[zaroth]

The workaround is to allow access to the keychain data while the phone is locked? I assume the Loom keychain data (including the users password) is only accessible to the Loom app, just now it's accessible to the app even if the phone is locked. Doesn't give me a warm and fuzzy feeling.

Why not store username and a random token in the keychain instead of the actual password? You create the token on a valid login and keep it on the server and in the keychain. Basically it's a session cookie.

[zaroth]

From Apple docs:

  kSecAttrAccessibleAlways
  The data in the keychain item can always be accessed regardless of whether
  the device is locked. This is not recommended for application use. Items
  with this attribute migrate to a new device when using encrypted backups.

If the data is always accessible regardless of if the device has ever been unlocked, then by definition it must not be encrypted, or at least, it must not be encrypted with any key actually derived from the user's password!

Consider, for example, iCloud backups. The "kSecAttrAccessibleAlways" data may be encrypted, but its with a key that Apple knows. So using kSecAttrAccessibleAlways sounds a lot like how Google backups store your WiFi password.

As 'itsboncheck' mentions down-thread, a better choice (still a serious compromise) may be...

  kSecAttrAccessibleAfterFirstUnlock
  The data in the keychain item cannot be accessed after a restart until
  the device has been unlocked once by the user. After the first unlock,
  the data remains accessible until the next restart. This is recommended
  for items that need to be accessed by background applications. Items
  with this attribute migrate to a new device when using encrypted backups.

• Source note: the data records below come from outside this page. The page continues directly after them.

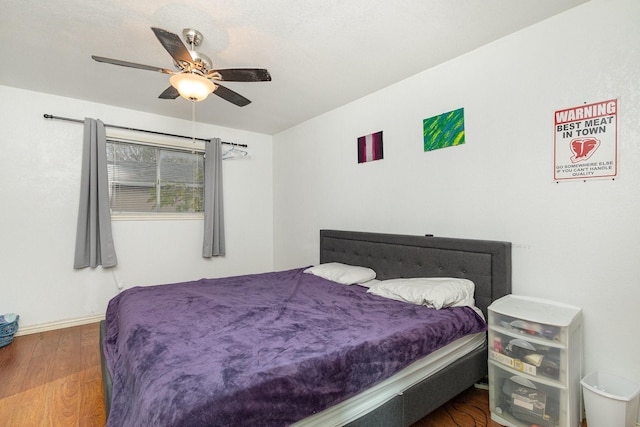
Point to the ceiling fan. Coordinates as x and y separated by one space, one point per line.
196 78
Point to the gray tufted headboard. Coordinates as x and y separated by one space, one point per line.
487 263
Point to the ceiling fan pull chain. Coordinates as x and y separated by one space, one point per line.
193 125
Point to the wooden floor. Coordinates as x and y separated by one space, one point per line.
54 379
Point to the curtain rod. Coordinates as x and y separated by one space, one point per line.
50 116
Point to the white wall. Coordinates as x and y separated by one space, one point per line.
39 190
574 242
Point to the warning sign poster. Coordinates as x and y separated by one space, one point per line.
586 141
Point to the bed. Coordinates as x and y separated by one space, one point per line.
411 390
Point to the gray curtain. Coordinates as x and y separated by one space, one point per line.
213 244
94 241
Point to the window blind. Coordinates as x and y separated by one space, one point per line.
152 179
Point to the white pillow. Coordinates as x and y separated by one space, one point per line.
434 292
342 273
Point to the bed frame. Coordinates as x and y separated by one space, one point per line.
486 263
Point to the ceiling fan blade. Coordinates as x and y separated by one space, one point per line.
169 93
130 64
244 75
231 96
174 45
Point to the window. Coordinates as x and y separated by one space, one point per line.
147 179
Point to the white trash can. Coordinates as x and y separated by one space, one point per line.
610 401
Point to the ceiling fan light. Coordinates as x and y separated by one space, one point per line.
192 86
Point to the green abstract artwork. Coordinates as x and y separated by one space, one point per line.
444 130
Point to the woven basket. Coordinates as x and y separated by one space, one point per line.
7 331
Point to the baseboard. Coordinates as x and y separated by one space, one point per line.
60 324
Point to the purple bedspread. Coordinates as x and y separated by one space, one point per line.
260 350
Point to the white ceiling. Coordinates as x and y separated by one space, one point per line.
321 54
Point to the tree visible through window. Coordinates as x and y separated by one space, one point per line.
151 179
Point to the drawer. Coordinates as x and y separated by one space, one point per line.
519 401
534 358
528 329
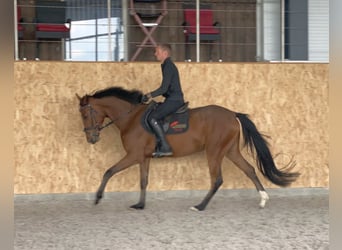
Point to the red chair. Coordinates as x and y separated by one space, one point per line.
209 30
51 21
147 21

That sounds like whats happening is the value is stored encrypted in flash in the protected area which is locked with the key derived from the user's pin/password, which is what you want... But they must cache the plaintext value in some temp storage to be able to provide it while the device is locked. That's just my speculation, I don't see Apple divulging the source code anytime soon...

Storing a token in the keychain is preferable, because revoking a token is less onerous than nuking a user's password. Keeping the security set to maximum (kSecAttrAccessibleWhenUnlockedThisDeviceOnly) also seems advisable when we're talking about user password, or even access tokens. Just defer the backup task until the device is unlocked.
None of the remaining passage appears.